Mendapati rumah-rumah adat nan indah itu dalam kondisi rusak dan terancam punah, Yori merasa seperti dokter yang bertemu pasien. Masyarakat berharap rumah-rumah adat diperbaiki, tetapi mereka terhadang pembiayaan.
Bahkan, untuk mendapatkan bahan baku kayu untuk membangun rumah tidaklah mudah sejak desa mereka dinyatakan masuk sebagai kawasan hutan lindung. Menebang pohon sebatang saja sama artinya menjadi pencuri kayu. ”Saat itu saya tidak tenang. Ucapan kepala adat terngiang-ngiang di kepala,” ujarnya mengenang.
Kembali ke Jakarta, Yori segera menggalang dana. Akhirnya, terwujudlah pembangunan rumah adat Waerebo. Pembangunan itu, uniknya, berlangsung dalam suasana penuh gotong royong dan sarat ritual adat. Ketika alam memberi restu, akhirnya pembangunan berjalan lancar.
Ketika alam memberi restu, akhirnya pembangunan berjalan lancar.
Desa yang semula tak dikenal di negerinya sendiri kini menjadi salah satu simbol pariwisata budaya. Dampaknya adalah kunjungan wisatawan yang meningkat. Semula desa itu hanya disinggahi 70 orang per tahun, kebanyakan adalah turis mancanegara. Kini, tingkat kunjungan wisata ke desa itu menjadi 8.000-an orang per tahun.
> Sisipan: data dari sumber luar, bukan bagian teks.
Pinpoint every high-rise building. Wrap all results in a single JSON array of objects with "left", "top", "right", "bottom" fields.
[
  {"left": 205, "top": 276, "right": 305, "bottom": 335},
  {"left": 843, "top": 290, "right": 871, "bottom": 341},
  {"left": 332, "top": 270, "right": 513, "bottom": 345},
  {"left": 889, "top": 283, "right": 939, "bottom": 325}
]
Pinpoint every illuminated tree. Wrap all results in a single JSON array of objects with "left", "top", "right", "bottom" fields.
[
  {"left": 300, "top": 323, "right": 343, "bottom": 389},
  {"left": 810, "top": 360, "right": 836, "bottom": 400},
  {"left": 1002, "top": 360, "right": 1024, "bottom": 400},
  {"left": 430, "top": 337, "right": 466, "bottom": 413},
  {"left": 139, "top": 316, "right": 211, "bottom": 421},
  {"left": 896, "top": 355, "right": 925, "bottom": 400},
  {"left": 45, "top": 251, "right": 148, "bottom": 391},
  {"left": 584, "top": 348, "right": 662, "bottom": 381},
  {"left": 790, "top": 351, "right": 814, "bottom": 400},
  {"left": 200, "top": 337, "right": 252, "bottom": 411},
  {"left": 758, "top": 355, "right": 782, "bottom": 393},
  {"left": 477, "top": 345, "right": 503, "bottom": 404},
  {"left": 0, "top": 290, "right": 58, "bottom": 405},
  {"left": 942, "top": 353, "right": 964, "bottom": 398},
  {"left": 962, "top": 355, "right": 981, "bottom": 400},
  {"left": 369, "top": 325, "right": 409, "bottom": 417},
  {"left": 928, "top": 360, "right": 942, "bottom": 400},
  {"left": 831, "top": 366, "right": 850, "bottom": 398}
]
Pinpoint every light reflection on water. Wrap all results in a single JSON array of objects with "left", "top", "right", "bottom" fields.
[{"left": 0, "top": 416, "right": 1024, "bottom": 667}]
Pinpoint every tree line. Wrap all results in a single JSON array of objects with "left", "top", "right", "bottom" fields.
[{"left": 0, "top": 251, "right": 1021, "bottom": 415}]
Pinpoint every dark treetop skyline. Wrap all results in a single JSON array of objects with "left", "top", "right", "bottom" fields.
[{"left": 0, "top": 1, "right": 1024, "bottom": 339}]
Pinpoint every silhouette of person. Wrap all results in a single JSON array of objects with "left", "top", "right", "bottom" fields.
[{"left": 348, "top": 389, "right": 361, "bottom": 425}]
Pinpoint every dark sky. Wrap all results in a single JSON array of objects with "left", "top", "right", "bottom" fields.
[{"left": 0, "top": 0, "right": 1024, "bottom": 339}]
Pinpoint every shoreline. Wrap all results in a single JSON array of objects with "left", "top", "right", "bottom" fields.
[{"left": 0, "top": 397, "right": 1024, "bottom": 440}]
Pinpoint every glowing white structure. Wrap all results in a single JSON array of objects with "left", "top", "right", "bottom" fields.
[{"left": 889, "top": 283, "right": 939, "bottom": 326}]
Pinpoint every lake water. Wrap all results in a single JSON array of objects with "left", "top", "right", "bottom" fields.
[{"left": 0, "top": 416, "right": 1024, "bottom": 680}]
Sejak itu pula sudah delapan desa adat dibangun Yori dan timnya. Dana pembangunan berasal hasil donasi para relawan. Desa-desa yang dibangun tersebar di sekitar Toba, Sumatera Utara, perkampungan rumah gadang di Sumatera Barat. Ada juga di Labuan Bajo, NTT, hingga desa adat Soroba di Lembah Baliem, Papua.
Revitalisasi rumah-rumah adat, katanya, hanyalah pintu masuk. Sebab, di dalamnya ada harta karun yang luar biasa, yakni kekayaan budaya. ”Seluruh Indonesia perlu mengambil manfaat dari kekayaan ini,” ucapnya.
Tak terasa sudah 3 jam lebih kami bercerita. Awalnya, kami mengobrol di teras, lalu beranjak ke atas. Yori menunjukkan kamar tidurnya. Kamar itu saling terhubung dengan dua kamar lain yang dihuni si sulung Gabriel Orion Antar dan adiknya, Mikhael Antar Awal.
Lalu, kami turun lagi ke bawah. Ia membawa kami mengagumi beragam miniatur dan karya arsitektur dari berbagai daerah. Rumah modern yang menyatu dengan alam ini berwarna multikultur. Rumah modern yang bercita rasa Nusantara.